3 Poiché, considerate colui che sostenne una tale opposizione dei peccatori contro a sé, onde non abbiate a stancarvi, perdendovi d'animo.

4 Voi non avete ancora resistito fino al sangue, lottando contro il peccato;

5 e avete dimenticata l'esortazione a voi rivolta come a figliuoli: Figliuol mio, non far poca stima della disciplina del Signore, e non ti perder d'animo quando sei da lui ripreso;

6 perché il Signore corregge colui ch'Egli ama, e flagella ogni figliuolo ch'Egli gradisce.

7 E' a scopo di disciplina che avete a sopportar queste cose. Iddio vi tratta come figliuoli; poiché qual è il figliuolo che il padre non corregga?

8 Che se siete senza quella disciplina della quale tutti hanno avuto la loro parte, siete dunque bastardi, e non figliuoli.

9 Inoltre, abbiamo avuto per correttori i padri della nostra carne, eppur li abbiamo riveriti; non ci sottoporremo noi molto più al Padre degli spiriti per aver vita?

10 Quelli, infatti, per pochi giorni, come parea loro, ci correggevano; ma Egli lo fa per l'util nostro, affinché siamo partecipi della sua santità.

11 Or ogni disciplina sembra, è vero, per il presente non esser causa d'allegrezza, ma di tristizia; però rende poi un pacifico frutto di giustizia a quelli che sono stati per essa esercitati.
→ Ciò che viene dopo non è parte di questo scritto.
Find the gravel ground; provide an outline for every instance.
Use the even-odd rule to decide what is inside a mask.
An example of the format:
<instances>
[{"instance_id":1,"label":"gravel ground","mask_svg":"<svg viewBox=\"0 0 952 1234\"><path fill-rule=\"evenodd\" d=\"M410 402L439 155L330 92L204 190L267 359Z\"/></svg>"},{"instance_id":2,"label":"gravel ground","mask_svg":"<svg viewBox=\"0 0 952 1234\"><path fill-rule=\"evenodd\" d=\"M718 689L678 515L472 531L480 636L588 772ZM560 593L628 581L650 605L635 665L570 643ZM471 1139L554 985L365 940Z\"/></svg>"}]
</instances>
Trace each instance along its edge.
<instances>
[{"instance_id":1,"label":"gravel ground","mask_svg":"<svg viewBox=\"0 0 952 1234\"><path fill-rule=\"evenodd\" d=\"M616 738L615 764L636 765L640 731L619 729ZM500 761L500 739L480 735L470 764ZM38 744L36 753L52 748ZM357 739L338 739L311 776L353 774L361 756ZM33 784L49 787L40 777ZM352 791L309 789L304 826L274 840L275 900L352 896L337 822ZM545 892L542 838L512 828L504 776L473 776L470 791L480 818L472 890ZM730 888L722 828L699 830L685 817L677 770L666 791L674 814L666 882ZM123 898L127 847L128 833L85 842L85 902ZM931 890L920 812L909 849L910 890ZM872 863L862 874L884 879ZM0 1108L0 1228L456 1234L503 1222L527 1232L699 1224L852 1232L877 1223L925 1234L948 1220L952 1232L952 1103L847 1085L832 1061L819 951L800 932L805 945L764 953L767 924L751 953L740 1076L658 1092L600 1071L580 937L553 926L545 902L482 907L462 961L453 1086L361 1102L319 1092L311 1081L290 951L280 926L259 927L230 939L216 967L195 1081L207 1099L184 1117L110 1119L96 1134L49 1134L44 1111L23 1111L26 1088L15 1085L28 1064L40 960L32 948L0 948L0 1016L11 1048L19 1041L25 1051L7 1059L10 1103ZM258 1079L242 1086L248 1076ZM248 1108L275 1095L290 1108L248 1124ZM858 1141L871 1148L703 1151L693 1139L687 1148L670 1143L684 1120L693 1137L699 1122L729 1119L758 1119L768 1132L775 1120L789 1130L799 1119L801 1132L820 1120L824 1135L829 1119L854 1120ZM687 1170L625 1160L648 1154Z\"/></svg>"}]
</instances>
12 Perciò, rinfrancate le mani cadenti e le ginocchia vacillanti;

13 e fate de' sentieri diritti per i vostri passi, affinché quel che è zoppo non esca fuor di strada, ma sia piuttosto guarito.

14 Procacciate pace con tutti e la santificazione senza la quale nessuno vedrà il Signore;

15 badando bene che nessuno resti privo della grazia di Dio; che nessuna radice velenosa venga fuori a darvi molestia sì che molti di voi restino infetti;

16 che nessuno sia fornicatore, o profano, come Esaù che per una sola pietanza vendette la sua primogenitura.

17 Poiché voi sapete che anche quando più tardi volle eredare la benedizione fu respinto, perché non trovò luogo a pentimento, sebbene la richiedesse con lagrime.

18 Poiché voi non siete venuti al monte che si toccava con la mano, avvolto nel fuoco, né alla caligine, né alla tenebria, né alla tempesta,

19 né al suono della tromba, né alla voce che parlava in modo che quelli che la udirono richiesero che niuna parola fosse loro più rivolta

20 perché non poteano sopportar l'ordine: Se anche una bestia tocchi il monte sia lapidata;

21 e tanto spaventevole era lo spettacolo, che Mosè disse: Io son tutto spaventato e tremante;

22 ma voi siete venuti al monte di Sion, e alla città dell'Iddio vivente, che è la Gerusalemme celeste, e alla festante assemblea delle miriadi degli angeli,

23 e alla Chiesa de' primogeniti che sono scritti nei cieli, e a Dio, il Giudice di tutti, e agli spiriti de' iusti resi perfetti,

24 e a Gesù, il mediatore del nuovo patto, e al sangue dell'aspersione che parla meglio di quello d'Abele.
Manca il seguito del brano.